Sales of its implantable heart pump surged during the 4th quarter and 2012 for HeartWare International (NSDQ:HTWR) after the medical device company won FDA approval for its flagship left ventricular assist device late last year.
Framingham, Mass.-based HeartWare reported losses of $21.1 million, or $1.46 per share, on sales of $32.7 million for the 3 months ended Dec. 31, 2012, for top-line growth of 41.6% and a 2.1% paring of net losses.
For the full year, HeartWare posted losses of $87.7 million, or $6.15 per share, on sales of $110.9 million, for sales growth of 34.0%.
HTWR shares came out of the gate strongly today on the news, gaining 4.6% to peak at $91.08 each before subsiding to $86.48 as of about 9:50 a.m.

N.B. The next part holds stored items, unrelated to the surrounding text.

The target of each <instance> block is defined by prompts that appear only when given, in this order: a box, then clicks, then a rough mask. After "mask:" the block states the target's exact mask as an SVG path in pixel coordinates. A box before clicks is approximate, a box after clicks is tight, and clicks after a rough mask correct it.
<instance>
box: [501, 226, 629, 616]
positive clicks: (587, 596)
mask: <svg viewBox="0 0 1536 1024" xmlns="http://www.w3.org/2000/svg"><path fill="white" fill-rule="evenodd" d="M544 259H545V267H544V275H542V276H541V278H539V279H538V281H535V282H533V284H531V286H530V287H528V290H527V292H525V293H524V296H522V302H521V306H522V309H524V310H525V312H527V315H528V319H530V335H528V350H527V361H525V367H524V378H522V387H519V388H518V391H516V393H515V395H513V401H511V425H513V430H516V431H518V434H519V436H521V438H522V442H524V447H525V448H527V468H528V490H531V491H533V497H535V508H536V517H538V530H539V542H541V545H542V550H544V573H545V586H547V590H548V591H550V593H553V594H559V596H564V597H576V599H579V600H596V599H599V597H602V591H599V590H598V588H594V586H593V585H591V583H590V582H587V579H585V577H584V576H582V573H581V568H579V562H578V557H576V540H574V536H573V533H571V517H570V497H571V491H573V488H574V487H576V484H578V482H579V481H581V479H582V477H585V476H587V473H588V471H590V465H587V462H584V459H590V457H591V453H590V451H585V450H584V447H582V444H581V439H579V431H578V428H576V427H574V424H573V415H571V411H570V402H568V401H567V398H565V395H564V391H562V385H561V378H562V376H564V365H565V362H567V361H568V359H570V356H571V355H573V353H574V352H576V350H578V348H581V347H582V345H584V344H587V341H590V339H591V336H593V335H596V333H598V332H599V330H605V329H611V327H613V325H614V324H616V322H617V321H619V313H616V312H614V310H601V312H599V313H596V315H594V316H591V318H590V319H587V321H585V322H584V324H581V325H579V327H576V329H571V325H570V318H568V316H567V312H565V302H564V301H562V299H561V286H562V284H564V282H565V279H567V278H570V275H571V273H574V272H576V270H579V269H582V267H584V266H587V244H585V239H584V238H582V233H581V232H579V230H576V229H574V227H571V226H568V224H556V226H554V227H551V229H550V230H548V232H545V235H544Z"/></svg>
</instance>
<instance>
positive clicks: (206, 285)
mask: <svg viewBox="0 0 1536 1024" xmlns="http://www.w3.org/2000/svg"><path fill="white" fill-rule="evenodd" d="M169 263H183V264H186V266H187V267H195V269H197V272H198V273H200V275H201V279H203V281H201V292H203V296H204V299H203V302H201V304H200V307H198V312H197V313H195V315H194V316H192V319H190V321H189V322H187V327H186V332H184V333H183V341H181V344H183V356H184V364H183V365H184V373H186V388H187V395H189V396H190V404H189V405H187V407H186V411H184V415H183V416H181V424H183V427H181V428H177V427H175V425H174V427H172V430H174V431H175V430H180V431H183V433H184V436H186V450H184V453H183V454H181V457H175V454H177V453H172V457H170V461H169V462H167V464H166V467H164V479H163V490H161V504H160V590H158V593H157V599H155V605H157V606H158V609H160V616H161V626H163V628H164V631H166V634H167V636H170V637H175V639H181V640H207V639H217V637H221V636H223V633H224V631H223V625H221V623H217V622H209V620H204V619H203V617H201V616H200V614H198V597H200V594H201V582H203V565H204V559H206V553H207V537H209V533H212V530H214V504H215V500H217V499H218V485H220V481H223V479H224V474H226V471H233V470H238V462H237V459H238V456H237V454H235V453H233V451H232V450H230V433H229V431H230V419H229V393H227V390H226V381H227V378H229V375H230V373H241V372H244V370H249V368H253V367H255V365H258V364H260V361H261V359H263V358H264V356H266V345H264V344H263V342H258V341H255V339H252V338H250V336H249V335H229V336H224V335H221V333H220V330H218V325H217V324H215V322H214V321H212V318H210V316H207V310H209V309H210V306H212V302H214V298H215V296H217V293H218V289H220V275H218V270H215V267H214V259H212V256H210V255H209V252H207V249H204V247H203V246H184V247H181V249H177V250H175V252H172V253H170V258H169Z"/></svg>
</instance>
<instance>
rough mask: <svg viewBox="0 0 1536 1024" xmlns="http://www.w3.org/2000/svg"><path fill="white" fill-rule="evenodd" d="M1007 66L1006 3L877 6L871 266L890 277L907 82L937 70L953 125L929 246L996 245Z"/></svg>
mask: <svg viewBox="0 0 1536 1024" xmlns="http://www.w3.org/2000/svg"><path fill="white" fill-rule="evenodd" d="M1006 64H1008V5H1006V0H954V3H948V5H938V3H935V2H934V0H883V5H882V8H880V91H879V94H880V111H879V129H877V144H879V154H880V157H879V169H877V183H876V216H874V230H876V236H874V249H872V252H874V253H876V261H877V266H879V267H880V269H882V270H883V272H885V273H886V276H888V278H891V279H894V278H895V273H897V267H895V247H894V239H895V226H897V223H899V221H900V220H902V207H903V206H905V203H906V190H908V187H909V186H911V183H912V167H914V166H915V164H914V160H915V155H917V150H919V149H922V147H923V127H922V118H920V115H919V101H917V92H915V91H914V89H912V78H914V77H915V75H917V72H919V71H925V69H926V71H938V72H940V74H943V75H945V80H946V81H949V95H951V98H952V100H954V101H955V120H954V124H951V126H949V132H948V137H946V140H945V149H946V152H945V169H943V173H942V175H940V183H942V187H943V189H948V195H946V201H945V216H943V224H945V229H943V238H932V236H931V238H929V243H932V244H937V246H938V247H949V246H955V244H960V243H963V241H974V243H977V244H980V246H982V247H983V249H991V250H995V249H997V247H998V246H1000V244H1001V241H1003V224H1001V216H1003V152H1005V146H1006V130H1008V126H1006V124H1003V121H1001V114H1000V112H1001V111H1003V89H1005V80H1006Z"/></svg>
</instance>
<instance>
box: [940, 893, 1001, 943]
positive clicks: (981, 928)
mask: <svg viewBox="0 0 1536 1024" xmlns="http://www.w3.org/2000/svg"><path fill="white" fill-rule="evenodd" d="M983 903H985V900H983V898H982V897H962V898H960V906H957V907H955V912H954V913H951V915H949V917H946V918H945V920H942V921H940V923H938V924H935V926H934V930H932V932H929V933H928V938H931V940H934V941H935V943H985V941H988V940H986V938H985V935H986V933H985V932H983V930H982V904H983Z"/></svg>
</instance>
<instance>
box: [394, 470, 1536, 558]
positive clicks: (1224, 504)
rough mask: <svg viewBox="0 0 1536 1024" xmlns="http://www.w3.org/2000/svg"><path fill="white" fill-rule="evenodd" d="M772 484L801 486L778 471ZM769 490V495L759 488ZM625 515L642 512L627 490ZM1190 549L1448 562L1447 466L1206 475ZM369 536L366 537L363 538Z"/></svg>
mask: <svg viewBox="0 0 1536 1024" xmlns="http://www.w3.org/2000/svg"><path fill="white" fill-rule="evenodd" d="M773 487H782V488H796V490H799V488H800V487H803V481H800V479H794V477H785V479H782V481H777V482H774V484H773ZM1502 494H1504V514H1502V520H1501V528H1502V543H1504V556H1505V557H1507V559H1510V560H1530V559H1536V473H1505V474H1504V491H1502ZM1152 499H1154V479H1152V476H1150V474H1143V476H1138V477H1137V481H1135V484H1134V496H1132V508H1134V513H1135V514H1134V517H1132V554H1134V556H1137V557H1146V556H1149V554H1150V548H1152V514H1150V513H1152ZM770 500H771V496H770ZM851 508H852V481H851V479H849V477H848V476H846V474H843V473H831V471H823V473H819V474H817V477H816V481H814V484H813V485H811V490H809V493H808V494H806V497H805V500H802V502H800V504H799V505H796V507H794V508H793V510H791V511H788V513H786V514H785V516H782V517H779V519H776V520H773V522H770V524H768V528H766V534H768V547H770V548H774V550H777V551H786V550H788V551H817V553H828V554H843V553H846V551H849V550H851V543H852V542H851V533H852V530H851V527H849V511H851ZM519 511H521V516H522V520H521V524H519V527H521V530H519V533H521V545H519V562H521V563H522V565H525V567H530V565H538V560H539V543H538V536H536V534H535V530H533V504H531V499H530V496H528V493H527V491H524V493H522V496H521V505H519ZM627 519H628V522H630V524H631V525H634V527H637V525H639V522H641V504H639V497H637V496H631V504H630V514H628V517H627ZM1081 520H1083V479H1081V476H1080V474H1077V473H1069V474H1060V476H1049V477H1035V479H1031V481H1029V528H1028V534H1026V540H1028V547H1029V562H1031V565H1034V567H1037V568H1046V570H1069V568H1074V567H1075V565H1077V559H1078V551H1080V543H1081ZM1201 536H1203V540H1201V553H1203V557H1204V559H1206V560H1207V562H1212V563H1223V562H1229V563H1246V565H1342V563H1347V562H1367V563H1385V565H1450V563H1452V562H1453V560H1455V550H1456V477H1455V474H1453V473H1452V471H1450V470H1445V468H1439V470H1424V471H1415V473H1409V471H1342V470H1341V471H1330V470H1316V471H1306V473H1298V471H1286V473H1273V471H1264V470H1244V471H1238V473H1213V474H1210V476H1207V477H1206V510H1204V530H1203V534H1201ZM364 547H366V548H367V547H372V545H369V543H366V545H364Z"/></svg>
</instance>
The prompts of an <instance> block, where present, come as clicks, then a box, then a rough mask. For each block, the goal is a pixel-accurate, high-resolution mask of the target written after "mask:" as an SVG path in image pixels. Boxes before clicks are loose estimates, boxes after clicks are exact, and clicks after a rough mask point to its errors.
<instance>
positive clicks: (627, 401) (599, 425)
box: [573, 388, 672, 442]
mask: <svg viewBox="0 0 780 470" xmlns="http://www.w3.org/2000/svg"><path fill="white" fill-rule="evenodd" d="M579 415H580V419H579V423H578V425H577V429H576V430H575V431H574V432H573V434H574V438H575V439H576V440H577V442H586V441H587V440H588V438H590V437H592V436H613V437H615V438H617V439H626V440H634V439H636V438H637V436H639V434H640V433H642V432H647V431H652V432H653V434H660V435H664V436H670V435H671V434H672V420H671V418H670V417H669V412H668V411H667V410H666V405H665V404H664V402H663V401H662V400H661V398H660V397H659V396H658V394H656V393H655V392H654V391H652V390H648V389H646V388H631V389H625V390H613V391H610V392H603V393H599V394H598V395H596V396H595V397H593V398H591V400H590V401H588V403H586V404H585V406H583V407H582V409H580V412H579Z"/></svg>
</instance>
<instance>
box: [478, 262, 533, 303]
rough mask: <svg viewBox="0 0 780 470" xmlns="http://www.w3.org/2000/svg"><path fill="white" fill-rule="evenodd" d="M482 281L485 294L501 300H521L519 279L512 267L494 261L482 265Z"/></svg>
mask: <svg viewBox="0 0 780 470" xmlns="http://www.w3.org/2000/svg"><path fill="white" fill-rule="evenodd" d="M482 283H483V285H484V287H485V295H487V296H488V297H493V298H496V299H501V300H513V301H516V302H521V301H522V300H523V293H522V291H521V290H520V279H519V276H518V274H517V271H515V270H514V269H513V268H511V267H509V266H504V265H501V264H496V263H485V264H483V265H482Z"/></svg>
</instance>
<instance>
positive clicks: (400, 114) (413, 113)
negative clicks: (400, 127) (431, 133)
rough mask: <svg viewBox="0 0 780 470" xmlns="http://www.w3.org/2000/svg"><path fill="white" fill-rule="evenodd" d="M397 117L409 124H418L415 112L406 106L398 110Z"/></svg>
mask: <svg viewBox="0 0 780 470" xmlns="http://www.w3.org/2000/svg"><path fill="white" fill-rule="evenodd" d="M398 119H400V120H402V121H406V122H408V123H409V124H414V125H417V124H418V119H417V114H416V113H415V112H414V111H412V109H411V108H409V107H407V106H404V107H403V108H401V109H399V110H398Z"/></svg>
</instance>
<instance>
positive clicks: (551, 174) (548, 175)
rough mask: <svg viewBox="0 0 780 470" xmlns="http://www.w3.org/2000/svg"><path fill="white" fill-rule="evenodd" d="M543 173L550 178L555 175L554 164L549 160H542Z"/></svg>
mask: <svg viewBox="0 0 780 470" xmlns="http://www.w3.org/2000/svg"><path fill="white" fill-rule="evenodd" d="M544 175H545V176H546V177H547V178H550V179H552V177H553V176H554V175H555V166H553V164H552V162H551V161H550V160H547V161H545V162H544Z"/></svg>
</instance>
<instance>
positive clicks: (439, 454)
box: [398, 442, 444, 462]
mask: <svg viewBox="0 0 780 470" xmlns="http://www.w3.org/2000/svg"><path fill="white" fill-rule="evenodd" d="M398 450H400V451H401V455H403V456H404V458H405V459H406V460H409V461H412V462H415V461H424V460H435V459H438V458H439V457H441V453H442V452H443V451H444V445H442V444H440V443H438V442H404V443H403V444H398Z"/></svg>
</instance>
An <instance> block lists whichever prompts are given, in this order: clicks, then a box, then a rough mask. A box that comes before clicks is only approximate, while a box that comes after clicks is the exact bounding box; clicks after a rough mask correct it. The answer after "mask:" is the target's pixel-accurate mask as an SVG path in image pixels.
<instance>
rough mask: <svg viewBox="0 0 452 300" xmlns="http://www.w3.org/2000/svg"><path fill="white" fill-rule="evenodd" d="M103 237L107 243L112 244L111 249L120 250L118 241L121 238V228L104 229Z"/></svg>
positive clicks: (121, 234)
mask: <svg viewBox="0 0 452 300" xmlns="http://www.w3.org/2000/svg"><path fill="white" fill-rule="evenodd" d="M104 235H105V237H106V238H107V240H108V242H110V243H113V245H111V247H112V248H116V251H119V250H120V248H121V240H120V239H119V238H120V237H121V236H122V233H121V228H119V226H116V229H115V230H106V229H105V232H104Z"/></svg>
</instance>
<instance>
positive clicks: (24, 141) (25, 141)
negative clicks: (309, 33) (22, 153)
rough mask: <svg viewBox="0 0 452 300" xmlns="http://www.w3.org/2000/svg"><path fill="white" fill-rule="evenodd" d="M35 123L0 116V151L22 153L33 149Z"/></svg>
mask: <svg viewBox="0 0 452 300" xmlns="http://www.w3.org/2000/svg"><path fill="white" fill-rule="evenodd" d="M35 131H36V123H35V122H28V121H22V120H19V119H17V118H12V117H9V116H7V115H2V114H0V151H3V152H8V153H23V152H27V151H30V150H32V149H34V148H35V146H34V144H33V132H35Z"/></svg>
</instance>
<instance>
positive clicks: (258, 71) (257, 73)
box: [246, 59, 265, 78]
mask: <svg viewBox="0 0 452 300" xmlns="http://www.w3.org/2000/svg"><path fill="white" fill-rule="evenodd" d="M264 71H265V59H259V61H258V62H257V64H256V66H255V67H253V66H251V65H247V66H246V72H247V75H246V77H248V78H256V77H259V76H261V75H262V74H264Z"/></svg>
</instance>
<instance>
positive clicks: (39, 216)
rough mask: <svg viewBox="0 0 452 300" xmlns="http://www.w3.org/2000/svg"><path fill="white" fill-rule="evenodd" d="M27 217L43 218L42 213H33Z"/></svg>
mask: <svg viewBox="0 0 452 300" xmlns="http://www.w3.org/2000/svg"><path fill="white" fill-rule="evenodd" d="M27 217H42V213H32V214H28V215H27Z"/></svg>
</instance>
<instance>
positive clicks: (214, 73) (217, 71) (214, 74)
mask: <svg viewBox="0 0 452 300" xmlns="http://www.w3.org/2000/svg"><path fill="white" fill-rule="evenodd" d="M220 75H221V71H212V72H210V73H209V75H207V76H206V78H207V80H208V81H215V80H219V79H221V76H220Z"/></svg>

"Our results for the 4th quarter reflect positive initial trends in the commercial launch of the HeartWare ventricular assist system in the U.S., following approval from the Food and Drug Administration on November 20, 2012, and continued strong support from our international customers," president & CEO Doug Godshall said in prepared remarks. "With 345 HVAD pumps sold during the 4th quarter, the largest number in any quarter to date, the total number of pumps sold in 2012 was 1,217, compared to 932 pumps sold in 2011. Our team has been working diligently to expedite the training of additional hospitals in the U.S., and since FDA approval 18 new U.S. sites have been trained, with 2 more in training this week."
The FDA granted pre-market approval for bridge-to-transplant patients for the LVAD last year.